Criticisms and counterarguments surrounding the Benedict Option can be discovered in the comments to any of Dreher’s recent posts. Here, however, perhaps a different conversation could begin. Rather than testing out Dreher’s proposal by analyzing it in the abstract, as most of the blog comments do, might we not hammer it on the anvil of actual practice? Christian schools and homeschools are, as Dreher affirms, close kin to the kinds of communities he advocates. So we might ask—what are some practical ways in which a conscious embrace of the Benedict Option might influence our actions? Would these be viable/healthful? Do they give us confidence that the Benedict Option might succeed?

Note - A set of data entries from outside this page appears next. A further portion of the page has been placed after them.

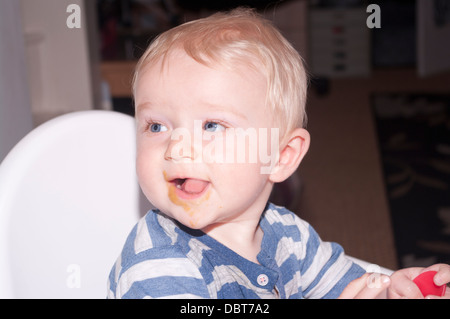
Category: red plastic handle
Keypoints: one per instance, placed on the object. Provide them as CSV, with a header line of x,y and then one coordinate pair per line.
x,y
427,286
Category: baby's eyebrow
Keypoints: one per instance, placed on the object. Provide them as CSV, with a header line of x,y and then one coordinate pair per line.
x,y
221,108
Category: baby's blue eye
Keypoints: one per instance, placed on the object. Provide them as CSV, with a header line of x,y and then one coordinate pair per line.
x,y
156,128
213,127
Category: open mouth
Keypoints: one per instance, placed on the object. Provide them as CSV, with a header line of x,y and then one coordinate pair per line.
x,y
190,186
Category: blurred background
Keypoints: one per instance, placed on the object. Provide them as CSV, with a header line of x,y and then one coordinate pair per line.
x,y
377,176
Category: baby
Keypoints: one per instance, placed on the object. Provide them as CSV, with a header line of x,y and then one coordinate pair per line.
x,y
220,110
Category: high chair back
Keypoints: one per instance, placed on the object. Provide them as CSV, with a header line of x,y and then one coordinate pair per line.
x,y
68,198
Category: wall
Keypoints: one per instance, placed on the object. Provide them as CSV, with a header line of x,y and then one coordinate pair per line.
x,y
15,110
58,59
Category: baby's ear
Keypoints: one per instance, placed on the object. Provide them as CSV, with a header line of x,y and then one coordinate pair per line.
x,y
294,148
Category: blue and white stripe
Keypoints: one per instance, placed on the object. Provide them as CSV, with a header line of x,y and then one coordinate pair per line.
x,y
163,259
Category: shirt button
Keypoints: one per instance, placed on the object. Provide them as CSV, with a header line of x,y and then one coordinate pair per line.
x,y
262,280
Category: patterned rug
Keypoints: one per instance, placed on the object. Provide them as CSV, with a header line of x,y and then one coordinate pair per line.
x,y
414,140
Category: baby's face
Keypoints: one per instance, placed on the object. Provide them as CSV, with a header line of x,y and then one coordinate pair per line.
x,y
193,163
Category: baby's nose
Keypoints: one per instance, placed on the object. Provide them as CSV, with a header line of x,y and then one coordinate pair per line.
x,y
182,147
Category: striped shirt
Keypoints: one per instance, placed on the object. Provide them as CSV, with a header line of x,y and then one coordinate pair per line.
x,y
164,259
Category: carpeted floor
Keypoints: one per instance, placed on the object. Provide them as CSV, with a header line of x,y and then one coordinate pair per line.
x,y
414,139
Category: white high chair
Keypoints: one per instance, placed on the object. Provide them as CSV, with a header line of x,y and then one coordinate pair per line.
x,y
68,198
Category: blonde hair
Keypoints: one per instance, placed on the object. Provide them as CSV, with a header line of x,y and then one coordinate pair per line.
x,y
242,36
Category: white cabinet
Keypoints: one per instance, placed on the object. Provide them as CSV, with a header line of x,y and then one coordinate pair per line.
x,y
339,42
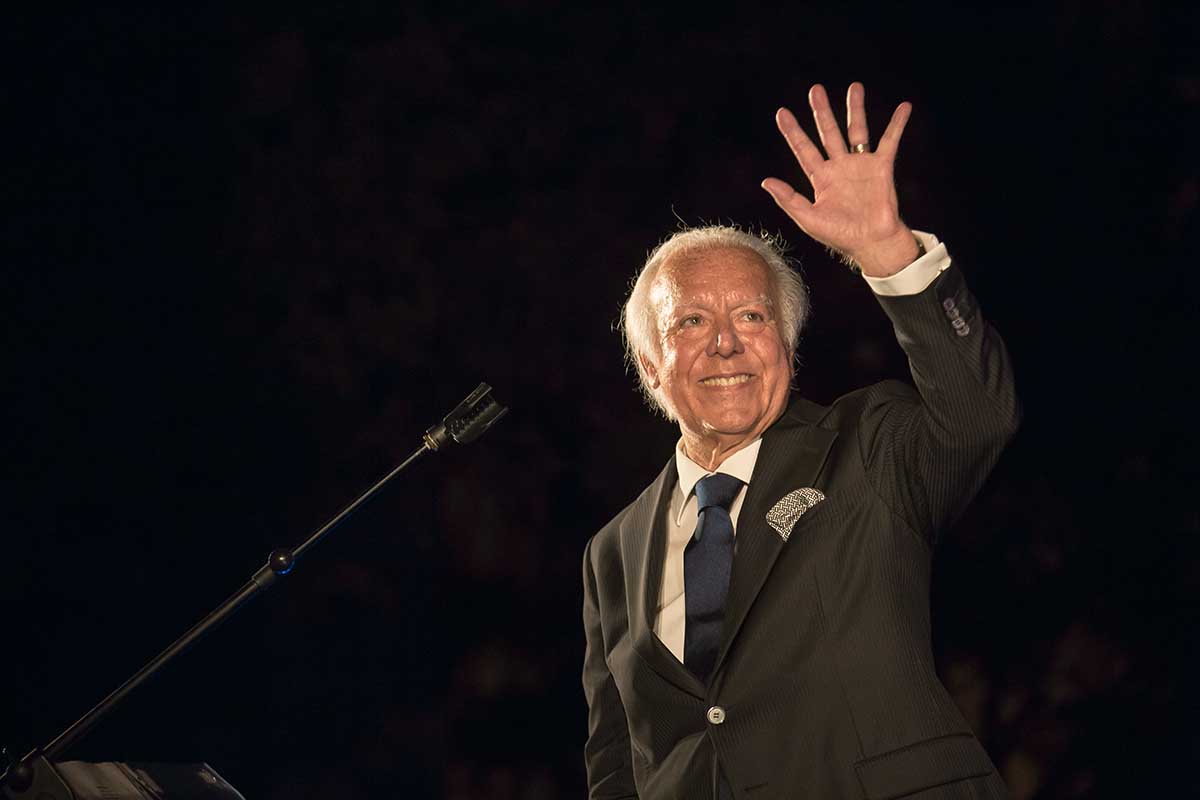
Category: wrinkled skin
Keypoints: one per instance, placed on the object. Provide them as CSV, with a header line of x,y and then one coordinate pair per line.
x,y
724,370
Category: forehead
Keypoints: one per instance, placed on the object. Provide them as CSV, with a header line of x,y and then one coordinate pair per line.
x,y
707,276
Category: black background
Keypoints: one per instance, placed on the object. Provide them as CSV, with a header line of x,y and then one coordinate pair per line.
x,y
255,253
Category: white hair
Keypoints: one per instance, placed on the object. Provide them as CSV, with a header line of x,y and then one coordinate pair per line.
x,y
639,322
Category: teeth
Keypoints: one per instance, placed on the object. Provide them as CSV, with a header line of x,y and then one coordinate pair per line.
x,y
732,380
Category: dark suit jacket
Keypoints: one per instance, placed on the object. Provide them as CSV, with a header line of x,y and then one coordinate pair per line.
x,y
826,674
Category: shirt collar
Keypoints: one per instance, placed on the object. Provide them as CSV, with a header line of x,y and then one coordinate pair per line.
x,y
739,465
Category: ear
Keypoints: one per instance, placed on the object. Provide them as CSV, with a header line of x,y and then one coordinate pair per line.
x,y
651,370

The following is a (very) initial list of ideas for applying the Benedict Option in real schools/home schools. It can be extended and examined in the comments:

  • Talking as much about virtues and faithful habits as we do about skills and truthful knowledge
  • Shaping students as creators rather than consumers by giving them opportunities to make music, art, literature, and media, in addition to the more typical classical focus on analyzing these things
  • Practicing regular and special fasting in our own lives—from food, but also from the radio, or iTunes, or NetFlix, or smartphones, or Internet
  • Challenging our students to join our fasts
  • Avoiding the temptations to make class material “relevant” by frequent analogies to pop culture
  • Celebrating church holidays in the classroom—not just Christmas and Easter, but Advent and Lent, Pentecost and Epiphany
  • Facilitating students’ bonds with their local churches. For example, could a Rhetoric class do a project exploring the concept of audience by interviewing a spread of church members to discern what they count as persuasion?
  • Presenting the stories of great Christians who have preceded us in the study of math, science, literature, music, philosophy—not to mention missions, politics, business—to fill the human need for heroes, which pop culture stuffs with celebrities
  • Making a strong effort to invite “post-Christian” community members to participate in events in the life of the school, and so to taste the foreign, joyful confidence of the faithful life

Do these ideas seem resonant with the Benedict Option? Could they be refined or added to? Do they differ from or redirect what we are currently doing? Do they shine any new sort of hope into an unsettlingly foggy future?